United States v. Magnesium Corp. of Am., 2006 WL 2350155, (D. Utah Aug. 11, 2006)
In this decision, the court considered the government’s motion for an order requiring certain defendants "to maintain documents in their possession that are relevant to this case throughout all phases of the litigation." In making the request, the government indicated that it has no reason to believe that the defendants were destroying documents, but also noted that Phase III of the litigation could occur as late as 2009. Since the government did not know whether the defendants had a policy that limits the time that documents are retained, it wanted to ensure that relevant documents were not inadvertently destroyed as part of the defendants’ document retention policy.

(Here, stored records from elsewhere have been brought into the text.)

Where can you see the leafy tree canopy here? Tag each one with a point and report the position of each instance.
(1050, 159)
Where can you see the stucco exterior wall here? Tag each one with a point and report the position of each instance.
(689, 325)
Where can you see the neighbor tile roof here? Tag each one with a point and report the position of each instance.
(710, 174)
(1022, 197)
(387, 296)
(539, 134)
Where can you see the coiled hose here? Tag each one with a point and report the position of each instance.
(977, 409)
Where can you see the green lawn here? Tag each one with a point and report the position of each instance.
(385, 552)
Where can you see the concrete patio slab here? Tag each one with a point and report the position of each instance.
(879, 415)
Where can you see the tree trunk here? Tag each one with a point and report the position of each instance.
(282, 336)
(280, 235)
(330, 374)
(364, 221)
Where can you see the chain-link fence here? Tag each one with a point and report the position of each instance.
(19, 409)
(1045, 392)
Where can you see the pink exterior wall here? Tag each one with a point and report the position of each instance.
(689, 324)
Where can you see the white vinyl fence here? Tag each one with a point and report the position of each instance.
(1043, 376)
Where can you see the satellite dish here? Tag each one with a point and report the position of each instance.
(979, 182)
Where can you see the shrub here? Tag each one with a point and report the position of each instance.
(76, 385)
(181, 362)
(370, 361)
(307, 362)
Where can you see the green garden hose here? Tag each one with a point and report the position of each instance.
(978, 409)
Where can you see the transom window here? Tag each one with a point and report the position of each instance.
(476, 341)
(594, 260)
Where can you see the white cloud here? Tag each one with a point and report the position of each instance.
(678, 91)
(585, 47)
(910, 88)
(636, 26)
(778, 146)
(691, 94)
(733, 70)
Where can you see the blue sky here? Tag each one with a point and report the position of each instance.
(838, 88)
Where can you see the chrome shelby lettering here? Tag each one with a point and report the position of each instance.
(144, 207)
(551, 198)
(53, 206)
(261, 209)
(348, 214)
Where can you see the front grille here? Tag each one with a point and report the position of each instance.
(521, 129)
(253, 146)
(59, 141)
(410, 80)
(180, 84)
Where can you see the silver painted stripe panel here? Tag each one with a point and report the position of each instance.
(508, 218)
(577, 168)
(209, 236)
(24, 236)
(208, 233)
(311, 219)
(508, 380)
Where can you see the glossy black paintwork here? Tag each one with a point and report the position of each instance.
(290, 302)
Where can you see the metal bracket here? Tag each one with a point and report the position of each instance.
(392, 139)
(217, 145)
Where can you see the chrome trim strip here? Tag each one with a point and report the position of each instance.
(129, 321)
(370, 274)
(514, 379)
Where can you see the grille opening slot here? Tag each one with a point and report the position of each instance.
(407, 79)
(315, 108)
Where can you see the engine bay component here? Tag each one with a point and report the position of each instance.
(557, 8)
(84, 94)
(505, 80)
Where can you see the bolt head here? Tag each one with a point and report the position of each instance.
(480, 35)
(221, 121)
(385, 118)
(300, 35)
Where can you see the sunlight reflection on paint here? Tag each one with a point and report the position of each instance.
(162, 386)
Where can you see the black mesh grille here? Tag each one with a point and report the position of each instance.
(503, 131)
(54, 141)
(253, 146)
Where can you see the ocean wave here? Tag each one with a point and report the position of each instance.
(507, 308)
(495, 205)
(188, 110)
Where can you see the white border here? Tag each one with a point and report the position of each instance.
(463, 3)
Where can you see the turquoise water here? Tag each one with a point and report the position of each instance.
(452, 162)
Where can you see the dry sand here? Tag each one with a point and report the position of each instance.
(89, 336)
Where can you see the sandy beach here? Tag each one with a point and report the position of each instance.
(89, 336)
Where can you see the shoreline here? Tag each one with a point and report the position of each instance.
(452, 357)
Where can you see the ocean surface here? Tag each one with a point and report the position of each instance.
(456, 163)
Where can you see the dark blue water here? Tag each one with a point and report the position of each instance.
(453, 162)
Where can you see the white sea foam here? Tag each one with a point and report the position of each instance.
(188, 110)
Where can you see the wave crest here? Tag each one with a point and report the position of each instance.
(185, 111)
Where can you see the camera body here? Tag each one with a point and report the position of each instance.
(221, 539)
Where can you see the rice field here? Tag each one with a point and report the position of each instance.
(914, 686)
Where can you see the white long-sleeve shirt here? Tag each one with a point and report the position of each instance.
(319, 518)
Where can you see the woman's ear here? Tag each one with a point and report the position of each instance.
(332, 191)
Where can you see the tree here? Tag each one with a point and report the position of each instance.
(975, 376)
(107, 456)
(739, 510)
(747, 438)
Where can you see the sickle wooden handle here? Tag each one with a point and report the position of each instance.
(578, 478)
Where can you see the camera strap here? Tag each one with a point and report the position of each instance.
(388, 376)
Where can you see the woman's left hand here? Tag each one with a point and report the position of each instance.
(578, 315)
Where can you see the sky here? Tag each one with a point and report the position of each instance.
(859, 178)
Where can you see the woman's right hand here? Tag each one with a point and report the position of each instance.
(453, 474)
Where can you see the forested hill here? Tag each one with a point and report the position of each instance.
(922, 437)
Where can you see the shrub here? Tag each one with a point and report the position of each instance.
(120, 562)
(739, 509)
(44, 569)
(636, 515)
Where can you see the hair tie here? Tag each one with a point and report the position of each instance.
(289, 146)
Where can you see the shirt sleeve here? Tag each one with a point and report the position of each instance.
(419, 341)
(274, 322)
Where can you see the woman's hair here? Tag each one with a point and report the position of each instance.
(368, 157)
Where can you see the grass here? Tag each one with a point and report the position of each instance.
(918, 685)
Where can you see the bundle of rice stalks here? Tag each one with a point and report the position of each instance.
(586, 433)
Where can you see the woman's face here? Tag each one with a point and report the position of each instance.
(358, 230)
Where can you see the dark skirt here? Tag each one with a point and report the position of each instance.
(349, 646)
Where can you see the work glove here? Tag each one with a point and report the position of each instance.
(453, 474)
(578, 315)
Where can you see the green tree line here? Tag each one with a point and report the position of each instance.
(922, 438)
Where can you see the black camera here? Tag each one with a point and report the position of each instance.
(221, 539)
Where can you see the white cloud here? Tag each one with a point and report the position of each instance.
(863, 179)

In response, the defendants stated that "’[w]here no showing has been made of a significant threat that documents will be lost or destroyed absent an immediate order, a document preservation order generally is not appropriate.’" (Citation omitted.) The Defendants contended that the government failed to make that showing. Further, the defendants argued that the scope of the order requested by the government was too broad. Nevertheless, the defendants did not oppose the entry of a preservation order, as long as it applied equally to the government.
In light of the defendants’ non-opposition to the entry of a preservation order, the court granted the motion in the form suggested by the defendants, and concluded that it would "enter an order requiring both the United States and the non-USM defendants to preserve all documents in their possession relevant to the claims or defenses of any party until this litigation is completed."